On August 13, 1954 Edward Peter Austin was born. He was a "blue baby", a premature birth condition in which the circulatory and other vital body systems are not yet fully developed. Essentially there was no blood or oxygen getting to his brain or extremities, and our parents were told to prepare for his imminent death. However, those of you who have grown up in a deeply devoted Irish Catholic family, or the like, will understand what happened next. Our powerful Irish Catholic grandmother, or as Edward would refer to in his best Irish accent, "me sainted granmither," took it upon herself to march into the Monsignor's office, demand he get his relic from "the true cross" and come with her to the hospital. They blessed the baby, and for the first time he stopped crying. Who knows what was happening inside Ed, or if it was just the perfect moments for his body to kick in, but his systems began to develop, and the doctors kinda scratching their heads, now said if he makes it through the night, he might survive. However, they warned our parents that he will be a vegetable, and they better prepare to keep him in an institution for his entire life. A week or so later, Ed went home like a normal baby, and not only was he not mentally challenged, he was brilliant. When Ed started kindergarten, my parents were told by the school that they weren't sure they could accept him because his was the highest IQ they have ever encountered, and they didn't know if they'd be able to teach him, or do him justice.

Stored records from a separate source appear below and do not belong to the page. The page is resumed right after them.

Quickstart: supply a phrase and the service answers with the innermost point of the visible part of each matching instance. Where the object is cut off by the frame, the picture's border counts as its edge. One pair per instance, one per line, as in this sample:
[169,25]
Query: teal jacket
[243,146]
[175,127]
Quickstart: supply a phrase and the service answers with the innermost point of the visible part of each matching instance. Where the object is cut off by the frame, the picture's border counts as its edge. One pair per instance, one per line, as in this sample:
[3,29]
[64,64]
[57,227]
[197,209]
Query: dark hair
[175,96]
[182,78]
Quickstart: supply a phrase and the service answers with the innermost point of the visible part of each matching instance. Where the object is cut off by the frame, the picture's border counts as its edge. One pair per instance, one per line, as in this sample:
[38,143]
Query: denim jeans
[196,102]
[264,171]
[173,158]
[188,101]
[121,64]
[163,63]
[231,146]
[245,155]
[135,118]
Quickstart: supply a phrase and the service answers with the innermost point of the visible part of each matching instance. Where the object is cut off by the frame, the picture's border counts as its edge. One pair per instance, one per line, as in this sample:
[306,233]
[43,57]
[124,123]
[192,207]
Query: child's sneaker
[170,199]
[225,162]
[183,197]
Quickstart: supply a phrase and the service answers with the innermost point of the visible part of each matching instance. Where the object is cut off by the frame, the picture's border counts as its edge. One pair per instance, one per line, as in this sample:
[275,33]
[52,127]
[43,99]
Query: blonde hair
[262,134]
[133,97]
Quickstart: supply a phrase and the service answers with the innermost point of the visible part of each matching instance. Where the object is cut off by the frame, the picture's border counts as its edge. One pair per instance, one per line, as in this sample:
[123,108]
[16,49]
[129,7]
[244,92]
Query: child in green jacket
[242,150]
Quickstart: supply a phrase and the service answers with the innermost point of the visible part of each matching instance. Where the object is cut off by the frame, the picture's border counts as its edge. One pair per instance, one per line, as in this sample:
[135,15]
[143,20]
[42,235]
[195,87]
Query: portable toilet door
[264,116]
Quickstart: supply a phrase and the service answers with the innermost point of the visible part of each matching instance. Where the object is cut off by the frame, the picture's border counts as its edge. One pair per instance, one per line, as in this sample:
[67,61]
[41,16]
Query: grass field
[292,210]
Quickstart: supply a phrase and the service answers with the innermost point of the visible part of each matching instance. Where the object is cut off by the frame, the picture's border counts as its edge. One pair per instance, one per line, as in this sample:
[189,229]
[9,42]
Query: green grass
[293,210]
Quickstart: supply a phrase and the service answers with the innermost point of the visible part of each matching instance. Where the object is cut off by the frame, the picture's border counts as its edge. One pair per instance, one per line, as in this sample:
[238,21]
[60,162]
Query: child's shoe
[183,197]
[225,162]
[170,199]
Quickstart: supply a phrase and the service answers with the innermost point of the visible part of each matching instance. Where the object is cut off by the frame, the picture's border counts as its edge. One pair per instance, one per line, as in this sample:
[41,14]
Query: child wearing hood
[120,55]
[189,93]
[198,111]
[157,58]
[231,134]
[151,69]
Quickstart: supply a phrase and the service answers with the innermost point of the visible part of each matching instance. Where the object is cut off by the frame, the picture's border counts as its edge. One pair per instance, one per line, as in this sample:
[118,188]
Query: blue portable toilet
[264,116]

He was the 2nd and final child of two enlightened, artistic, spiritually astute, and well spoken people, often described as ahead of their time, who bravely moved their small family to upstate New York when I was 8 and Ed was 5, and who would become affectionately called by their new friends "Mary & Harry Austin of Boston." The move was against the advise or the wishes of 2 very large Irish Catholic families, and very much against the trends of the time, but our father wanted to tap into the educational possibilities he believed existed in New York State's public school system, possibilities, in his opinion, not available in Massachusetts. It was the New York system that told my parents Ed was too smart for any public school, anywhere, and should immediately be enrolled in a school for little geniuses. At that, our parents balked. They wanted us to have the kind of childhood full of other kids, dogs and pets, the outdoors, fun and childhood adventures, and a boarding school, because that's what the inevitable school catering to genius level minds would have been, just wasn't it. So we both went to New York State public schools where Ed became guru for every misfit kid regardless of their category - the geeks, the hell's angel biker kids, the artists and theater kids, the too shy to talk kids - you name it, he was the pied piper. And that is what he's been all his life. He's a caregiver, but hardly anybody knows cause he never blew his own horn. He supported people when they needed help, took care of "stuff" when people really didn't know what to do, and he never asked for anything in return. The pain of his own empathy was like a blanket encompassing people going through whatever pain was theirs to endure.
And pain was what my brother endured over the last 8 months with nobility.
I love my brother, and miss him more than words can begin to express. I admired and respected him, marveled at him, and often wanted to hit him in the head for a stubborn streak that was unflappable. Ed was Ed. Unusual, an artist, a singer, a teacher, with one of the strongest wills I've ever met embodied in a human being, and a true lover of humanity. As one friend put it so well, Ed had one foot here and one foot somewhere else, always reaching toward and wishing to explore the unknown.